Teaching Peer-Tutoring
Staff Member Launches New Program in Guatemalan Village
July 16, 2007
By Mimi Ko Cruz
Debi Lyn Esquivel, assistant director of the University Learning Center and part-time lecturer in English, is launching a peer-tutoring program for children in a remote Guatemalan village.
She is in San Martin Chiquito, a Mayan village near Quetzaltenango where the native Mam language is spoken.
“In this indigenous village, the children speak Mam at home with
their parents but, they are taught in Spanish at school,” Esquivel
said. “So, a lot of the children have difficulty learning the
Spanish language because it is not their native tongue.”

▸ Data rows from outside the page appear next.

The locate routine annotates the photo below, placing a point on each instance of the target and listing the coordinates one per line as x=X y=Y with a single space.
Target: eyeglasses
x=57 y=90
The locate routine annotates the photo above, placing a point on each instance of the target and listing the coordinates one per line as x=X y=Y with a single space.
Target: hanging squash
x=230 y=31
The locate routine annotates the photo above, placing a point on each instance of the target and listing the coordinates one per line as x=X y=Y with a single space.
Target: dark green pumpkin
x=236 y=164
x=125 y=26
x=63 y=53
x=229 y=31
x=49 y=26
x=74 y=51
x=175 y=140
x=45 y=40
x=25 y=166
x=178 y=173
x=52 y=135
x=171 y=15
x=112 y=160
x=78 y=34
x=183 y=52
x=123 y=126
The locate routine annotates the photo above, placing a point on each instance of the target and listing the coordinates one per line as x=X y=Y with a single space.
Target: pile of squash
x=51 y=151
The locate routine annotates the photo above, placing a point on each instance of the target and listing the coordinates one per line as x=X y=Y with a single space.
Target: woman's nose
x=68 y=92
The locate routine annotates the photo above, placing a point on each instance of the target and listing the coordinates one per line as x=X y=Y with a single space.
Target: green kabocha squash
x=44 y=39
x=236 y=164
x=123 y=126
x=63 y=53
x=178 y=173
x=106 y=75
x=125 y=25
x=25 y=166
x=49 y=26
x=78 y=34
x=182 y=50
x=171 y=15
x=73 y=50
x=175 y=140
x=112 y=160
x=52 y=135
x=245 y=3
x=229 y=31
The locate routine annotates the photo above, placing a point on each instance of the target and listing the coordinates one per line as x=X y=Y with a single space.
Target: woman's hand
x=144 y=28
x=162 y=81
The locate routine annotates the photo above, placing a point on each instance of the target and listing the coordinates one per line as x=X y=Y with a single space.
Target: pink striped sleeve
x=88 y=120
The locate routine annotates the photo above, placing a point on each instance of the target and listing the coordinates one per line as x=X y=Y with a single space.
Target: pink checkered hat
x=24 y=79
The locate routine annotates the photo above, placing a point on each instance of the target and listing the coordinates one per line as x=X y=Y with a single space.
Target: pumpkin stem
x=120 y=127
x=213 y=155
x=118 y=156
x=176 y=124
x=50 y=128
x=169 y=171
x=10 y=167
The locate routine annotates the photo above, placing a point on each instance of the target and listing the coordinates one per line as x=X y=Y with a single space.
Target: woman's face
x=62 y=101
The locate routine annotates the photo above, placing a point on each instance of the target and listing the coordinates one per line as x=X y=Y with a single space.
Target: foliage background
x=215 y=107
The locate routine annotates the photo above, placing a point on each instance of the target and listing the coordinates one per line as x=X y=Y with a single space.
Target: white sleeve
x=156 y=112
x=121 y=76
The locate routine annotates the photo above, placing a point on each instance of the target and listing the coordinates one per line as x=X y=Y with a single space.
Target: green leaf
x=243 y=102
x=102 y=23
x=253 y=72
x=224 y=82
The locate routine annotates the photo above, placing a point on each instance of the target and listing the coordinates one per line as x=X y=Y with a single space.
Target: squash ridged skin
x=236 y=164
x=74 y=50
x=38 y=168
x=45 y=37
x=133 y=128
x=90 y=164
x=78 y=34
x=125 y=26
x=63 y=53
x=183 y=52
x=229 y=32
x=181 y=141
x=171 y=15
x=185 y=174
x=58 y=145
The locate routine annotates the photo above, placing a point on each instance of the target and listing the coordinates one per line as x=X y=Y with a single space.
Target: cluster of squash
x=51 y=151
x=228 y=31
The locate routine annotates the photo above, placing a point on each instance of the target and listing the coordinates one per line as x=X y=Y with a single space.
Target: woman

The program she is launching, she said, “takes high school students
from the village and matches them with primary school children to work
as tutors in reading, writing and math.”
She will return from her current three-week stay in Guatemala on July 23 and then go back in January to check on the program’s progress.
As part of her project, which is funded by a $4,900 grant from the Staff Development and Training Program, Esquivel is piloting the University Learning Center’s peer tutoring model for bilingual education and analyzing its global application and effectiveness. Her findings will inform multilanguage and cultural diversity instructional design training for campus tutors.
Esquivel, who has worked at the university for 13 years, started visiting Guatemala as a volunteer through Xela Aid, a nonprofit humanitarian organization that provides healthcare and other assistance to economically disadvantaged communities in Guatemala. She first sponsored a child, Estrella, four years ago through the organization.
She continues to sponsor the girl, who now is 14, so that she can attend school.
“For me, it’s sort of a mission to help, give back,” Esquivel said. “I was looking for a way that I could reach out to the global community and this has been hugely rewarding. We take so much for granted here, and helping someone who has absolutely nothing is so fantastic.”
She said that the peer-tutoring program is being set up as “a sustainable program that can continue after we leave.